OT: What is János Martonyi, the foreign minister doing (was not in Moscow recently and Péter Szijjártó effectively took over his position, you have not seen him in a year in the media)? Why would not he resign? I am afraid that he is a bit like László Rajk (murdered in a 1950’s show trial) whose last words before hanging were: long live communism! Although Martonyi – after being very loyal to ‘popular democracy’ is only loyal to Orbán. Why, I wonder?
London Calling!
Yep! – You got me Fred! (Not difficult!)
But you can still have the wax and man mags!
Regards
Charlie
I noticed that Fred 1’s logo is blue, while Fred 2’s is green. They must have different e-mail addresses…, am I right, Eva?
True, but they are the same Fred nevertheless, believe me.
Same address, I’m afraid.
It doesn’t seem to work quite as neatly as that – but I’ve never quite worked out how it does work!
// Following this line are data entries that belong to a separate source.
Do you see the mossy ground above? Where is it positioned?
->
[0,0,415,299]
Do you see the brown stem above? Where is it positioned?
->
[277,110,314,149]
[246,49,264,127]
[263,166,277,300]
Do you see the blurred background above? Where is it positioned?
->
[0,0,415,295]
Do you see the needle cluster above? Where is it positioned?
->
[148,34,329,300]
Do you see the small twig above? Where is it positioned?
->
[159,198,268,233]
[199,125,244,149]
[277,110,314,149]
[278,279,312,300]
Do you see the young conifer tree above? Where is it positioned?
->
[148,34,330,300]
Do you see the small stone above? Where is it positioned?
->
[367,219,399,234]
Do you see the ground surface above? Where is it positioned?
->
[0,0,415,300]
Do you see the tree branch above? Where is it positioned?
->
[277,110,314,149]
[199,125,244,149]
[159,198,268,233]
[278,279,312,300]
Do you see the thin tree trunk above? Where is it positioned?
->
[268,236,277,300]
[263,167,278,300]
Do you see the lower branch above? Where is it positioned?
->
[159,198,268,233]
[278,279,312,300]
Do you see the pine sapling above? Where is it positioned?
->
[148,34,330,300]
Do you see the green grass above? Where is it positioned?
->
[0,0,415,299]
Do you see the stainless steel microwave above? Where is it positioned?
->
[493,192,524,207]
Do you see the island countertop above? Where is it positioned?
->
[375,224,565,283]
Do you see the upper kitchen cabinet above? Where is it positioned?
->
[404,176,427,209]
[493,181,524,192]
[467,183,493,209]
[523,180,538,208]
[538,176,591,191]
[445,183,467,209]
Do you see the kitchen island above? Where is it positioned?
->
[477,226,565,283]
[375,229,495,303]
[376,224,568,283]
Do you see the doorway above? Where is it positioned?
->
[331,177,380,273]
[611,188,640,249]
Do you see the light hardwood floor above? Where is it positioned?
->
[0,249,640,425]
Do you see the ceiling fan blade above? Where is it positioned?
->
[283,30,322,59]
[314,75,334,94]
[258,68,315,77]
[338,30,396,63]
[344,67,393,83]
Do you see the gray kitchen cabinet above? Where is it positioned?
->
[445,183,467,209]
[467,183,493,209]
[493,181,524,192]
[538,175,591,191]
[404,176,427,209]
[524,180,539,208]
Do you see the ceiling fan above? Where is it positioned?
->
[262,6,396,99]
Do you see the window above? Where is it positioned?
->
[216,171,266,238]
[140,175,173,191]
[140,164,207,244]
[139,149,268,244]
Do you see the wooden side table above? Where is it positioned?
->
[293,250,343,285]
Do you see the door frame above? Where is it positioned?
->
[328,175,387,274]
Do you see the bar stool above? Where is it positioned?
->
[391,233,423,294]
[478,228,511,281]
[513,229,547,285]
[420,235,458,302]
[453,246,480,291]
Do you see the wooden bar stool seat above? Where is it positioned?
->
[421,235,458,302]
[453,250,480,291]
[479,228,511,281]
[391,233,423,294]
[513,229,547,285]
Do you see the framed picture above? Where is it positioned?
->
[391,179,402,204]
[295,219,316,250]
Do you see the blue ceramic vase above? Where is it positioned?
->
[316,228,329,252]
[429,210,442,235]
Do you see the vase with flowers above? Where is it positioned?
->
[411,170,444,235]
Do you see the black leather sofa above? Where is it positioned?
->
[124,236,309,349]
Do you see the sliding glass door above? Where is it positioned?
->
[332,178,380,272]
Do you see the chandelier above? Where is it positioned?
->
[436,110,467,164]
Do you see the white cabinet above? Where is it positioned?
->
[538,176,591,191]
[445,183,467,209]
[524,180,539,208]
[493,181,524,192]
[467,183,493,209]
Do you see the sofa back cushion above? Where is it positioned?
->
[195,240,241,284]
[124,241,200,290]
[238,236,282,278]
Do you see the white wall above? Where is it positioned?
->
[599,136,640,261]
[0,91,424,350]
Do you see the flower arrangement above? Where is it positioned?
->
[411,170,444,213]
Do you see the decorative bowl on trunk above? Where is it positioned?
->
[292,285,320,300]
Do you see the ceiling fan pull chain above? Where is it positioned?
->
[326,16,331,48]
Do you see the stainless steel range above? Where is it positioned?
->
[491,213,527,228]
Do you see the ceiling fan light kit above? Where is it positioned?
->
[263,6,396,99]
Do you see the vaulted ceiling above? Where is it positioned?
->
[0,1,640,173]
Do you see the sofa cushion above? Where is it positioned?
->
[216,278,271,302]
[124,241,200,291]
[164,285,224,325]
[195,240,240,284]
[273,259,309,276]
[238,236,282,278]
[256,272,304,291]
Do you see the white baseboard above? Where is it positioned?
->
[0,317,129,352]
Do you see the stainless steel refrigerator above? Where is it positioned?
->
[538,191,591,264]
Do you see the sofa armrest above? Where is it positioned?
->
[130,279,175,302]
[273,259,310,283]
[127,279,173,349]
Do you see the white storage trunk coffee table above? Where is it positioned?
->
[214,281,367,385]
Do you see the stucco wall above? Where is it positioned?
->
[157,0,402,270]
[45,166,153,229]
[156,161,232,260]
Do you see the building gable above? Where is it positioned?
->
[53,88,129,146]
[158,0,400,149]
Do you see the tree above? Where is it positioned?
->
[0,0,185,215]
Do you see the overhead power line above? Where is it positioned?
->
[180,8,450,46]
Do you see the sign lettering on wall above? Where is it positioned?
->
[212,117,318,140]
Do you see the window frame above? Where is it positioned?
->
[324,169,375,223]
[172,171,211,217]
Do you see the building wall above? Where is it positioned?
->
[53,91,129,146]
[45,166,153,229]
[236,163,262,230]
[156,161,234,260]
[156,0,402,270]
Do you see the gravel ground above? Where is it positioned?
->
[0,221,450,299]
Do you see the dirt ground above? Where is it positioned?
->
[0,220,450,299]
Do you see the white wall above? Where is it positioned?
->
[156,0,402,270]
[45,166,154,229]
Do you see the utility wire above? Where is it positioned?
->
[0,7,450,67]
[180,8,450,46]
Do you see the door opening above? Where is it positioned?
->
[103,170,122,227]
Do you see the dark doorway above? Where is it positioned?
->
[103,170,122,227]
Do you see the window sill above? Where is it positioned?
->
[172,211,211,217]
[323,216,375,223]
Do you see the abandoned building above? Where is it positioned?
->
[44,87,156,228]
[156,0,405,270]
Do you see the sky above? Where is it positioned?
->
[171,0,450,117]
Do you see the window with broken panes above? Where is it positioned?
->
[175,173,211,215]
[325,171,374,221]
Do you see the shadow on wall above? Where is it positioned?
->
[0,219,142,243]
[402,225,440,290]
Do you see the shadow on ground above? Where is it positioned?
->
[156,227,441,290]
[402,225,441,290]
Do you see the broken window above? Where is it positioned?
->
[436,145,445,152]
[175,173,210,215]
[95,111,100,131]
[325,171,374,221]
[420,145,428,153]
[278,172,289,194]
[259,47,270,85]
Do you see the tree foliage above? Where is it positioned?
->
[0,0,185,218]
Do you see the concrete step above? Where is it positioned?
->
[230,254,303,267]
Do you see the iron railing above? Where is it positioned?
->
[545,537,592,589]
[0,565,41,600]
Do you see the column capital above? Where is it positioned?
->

Some people seem to keep the same ‘logo’, others don’t.
Hence my ‘avatar’ Su-Su – no mistaking which ‘Paul’ is posting (although sometimes it insists on calling me Nyraipál!).
It has to do with the cookies saved on the computer. Once you removed it (for example cleaning the computer), WordPress select a new one for you. Than go to the picture (next to the e-mail address, and click on it till it has the proper one.
The name you want to have you need to fill out yourself. It is possible to have multiple names, my suggestion is to clean you computer from cookies, and repeat as mentioned above.
Cheers Ron – am now no longer Nyari Pál (hopefully!).